Why are conservatives (not bankers, not brokers, but ideological conservatives) for privatization? It fits their worship of private enterprise, and Social Security apparently sounds like Socialism to them. It is the centerpiece of the New Deal, which they have been dismantling for two generations; it uses the collective power of the government for the benefit of everyone, and everyone is required to enroll. That means that the well-off are actually helping everyone else, whether they like it or not! That's what conservatives dislike most of all, the acknowledgement and use of the collective interest of the whole, to the (slight) cost to the wealthy. Yes, the better off pay more, although the very wealthy, because of the cut-off in the payroll tax pay no more than the moderately well off.

The cut off is at $90,000, meaning you pay no Social Security tax on income above that and a flat percentage below it. The wealthy actually pay a LOT less in terms of percent of income, because much of their income is above the cutoff and much is "unearned," meaning that it is in the form of capital gains and dividends, income not subject to the payroll tax at all.

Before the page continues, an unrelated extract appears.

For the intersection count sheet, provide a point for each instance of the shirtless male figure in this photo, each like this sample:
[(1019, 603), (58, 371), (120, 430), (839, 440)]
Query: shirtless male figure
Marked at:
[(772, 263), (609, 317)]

Sidebar: If you earn 90,000 in wages, you would theoretically pay 6.2% of your income, or $5,580. If you earn $1,000,000 you would still pay only $5,580 or under 0.2% of your income.
But most of the very rich are still against it, since Social Security does nothing for them--what's a few measly thousands of retirement income a month to them--yet they have to pay taxes to fund it. Young Republicans were heard to chant, outside Senator Santorum's forum on Social Security: "Hey hey, ho ho, Social Security has got to go!"

There is one more reason, besides ideology, why the selfish class wants to dismantle Social Security, although they may not have thought this through; it would make them more powerful, by making others more vulnerable, i.e. without power. Income security means that a whole class of people--the elderly--cannot be exploited for cheap labor, and cannot be intimidated, either. With private accounts, workers would have to be much more flexible, especially those who had the misfortune to retire when the stock market went down.

So, naturally, for all these reasons, President Bush and his conservative supporters and successors will continue to try to destroy Social Security, and to persuade everyone that it's on its last legs. It is curious that they will try to do this, since Social Security is already funded by a regressive tax (one falling more heavily on the bulk of the people than on the wealthy), and its surplus is helping them pay for the Iraqi war (that was supposed to be paid for by Iraqi oil).

All Social Security needs for adequate funding far into the future, is some re-adjustment of the rates and structure of the payroll tax--such as eliminating the cutoff (as already obtains for the Medicare portion of the payroll tax), or financing some of it in other ways, perhaps a dedicated portion of the Estate Tax, or of the consumption tax that is sure to be adopted soon if conservatives remain in power.